Overall, the results reveal that the effect of climate change on Asian stock market is mixed. Climate change tends to reduce stock returns in about 40% of the markets, increase stock returns in about 20% of the market and does not have significant impact on about 40% of markets. The result implies that more investors diversify from conventional stocks to climate-oriented stocks than vice versa, while some investors do not make any investment change with regard to climate change. More so, we can infer that about 40% of investments in Asian stock markets are insensitive to climate change financing. Thus, more awareness and orientation about investment in climate-oriented stocks is recommended across Asian stock markets. As this is a short paper, the role of other potential systematic risk indicators such as oil price and macroeconomic factors (see Salisu et al., 2019) is not emphasized. Future research may reconsider this discussion by accounting for the role of potential systematic risks factors peculiar to Asian economies.
Salisu and Oloko (2015) define the relationship between exchange rate and stock returns using stock and flow models. The relationship between climate change and stock returns is described in this study following the same line of thought.
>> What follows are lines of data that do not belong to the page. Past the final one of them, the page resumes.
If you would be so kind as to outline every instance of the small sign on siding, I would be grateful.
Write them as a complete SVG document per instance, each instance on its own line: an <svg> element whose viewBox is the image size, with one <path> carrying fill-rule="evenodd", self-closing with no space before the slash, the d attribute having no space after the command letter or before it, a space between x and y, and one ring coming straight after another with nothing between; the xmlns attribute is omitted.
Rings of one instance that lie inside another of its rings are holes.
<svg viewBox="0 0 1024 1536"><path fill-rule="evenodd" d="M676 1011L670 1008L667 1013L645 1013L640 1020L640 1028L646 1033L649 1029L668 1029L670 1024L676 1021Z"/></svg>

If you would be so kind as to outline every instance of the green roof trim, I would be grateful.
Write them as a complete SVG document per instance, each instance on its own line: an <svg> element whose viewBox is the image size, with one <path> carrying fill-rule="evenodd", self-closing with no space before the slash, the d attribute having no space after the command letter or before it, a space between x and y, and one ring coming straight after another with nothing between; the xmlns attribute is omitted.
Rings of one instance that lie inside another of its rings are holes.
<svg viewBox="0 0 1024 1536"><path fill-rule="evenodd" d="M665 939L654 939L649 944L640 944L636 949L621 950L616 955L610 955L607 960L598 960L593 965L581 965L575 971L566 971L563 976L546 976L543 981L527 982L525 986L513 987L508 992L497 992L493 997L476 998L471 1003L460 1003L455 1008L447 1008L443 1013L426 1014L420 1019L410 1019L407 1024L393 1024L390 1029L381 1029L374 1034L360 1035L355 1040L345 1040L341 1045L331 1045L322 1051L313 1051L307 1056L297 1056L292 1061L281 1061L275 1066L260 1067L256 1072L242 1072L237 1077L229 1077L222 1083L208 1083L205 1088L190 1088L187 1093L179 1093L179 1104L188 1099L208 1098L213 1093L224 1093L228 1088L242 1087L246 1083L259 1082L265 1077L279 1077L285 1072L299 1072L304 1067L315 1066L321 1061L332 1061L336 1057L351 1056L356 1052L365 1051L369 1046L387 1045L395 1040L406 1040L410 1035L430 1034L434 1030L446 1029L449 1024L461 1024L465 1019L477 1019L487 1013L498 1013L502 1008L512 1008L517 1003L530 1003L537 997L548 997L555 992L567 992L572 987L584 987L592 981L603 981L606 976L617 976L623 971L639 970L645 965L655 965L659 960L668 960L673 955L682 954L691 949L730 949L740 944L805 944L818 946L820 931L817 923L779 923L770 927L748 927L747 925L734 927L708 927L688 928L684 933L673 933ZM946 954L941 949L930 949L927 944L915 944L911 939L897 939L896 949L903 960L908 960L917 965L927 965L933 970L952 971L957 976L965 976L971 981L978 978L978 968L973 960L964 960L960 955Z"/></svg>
This is justified as climate change affects cash flow and provides alternative investment options (environmental-related investment, like exchange rate) to investors.
Majority of the existing studies are on climate-related stocks (see, for example, Antoniuk & Leirvik, 2021; Ramelli et al., 2021).
The top 10 Asian stock markets were selected based on market capitalization (see https://en.wikipedia.org/wiki/List_of_Asian_stock_exchanges) Accessed: April 8, 2022.
According to NASA, temperature anomalies indicate how much warmer or colder it is than normal for a particular place and time. For the GISS analysis, normal always means the average over the 30-year period 1951-1980 for that place and time of year.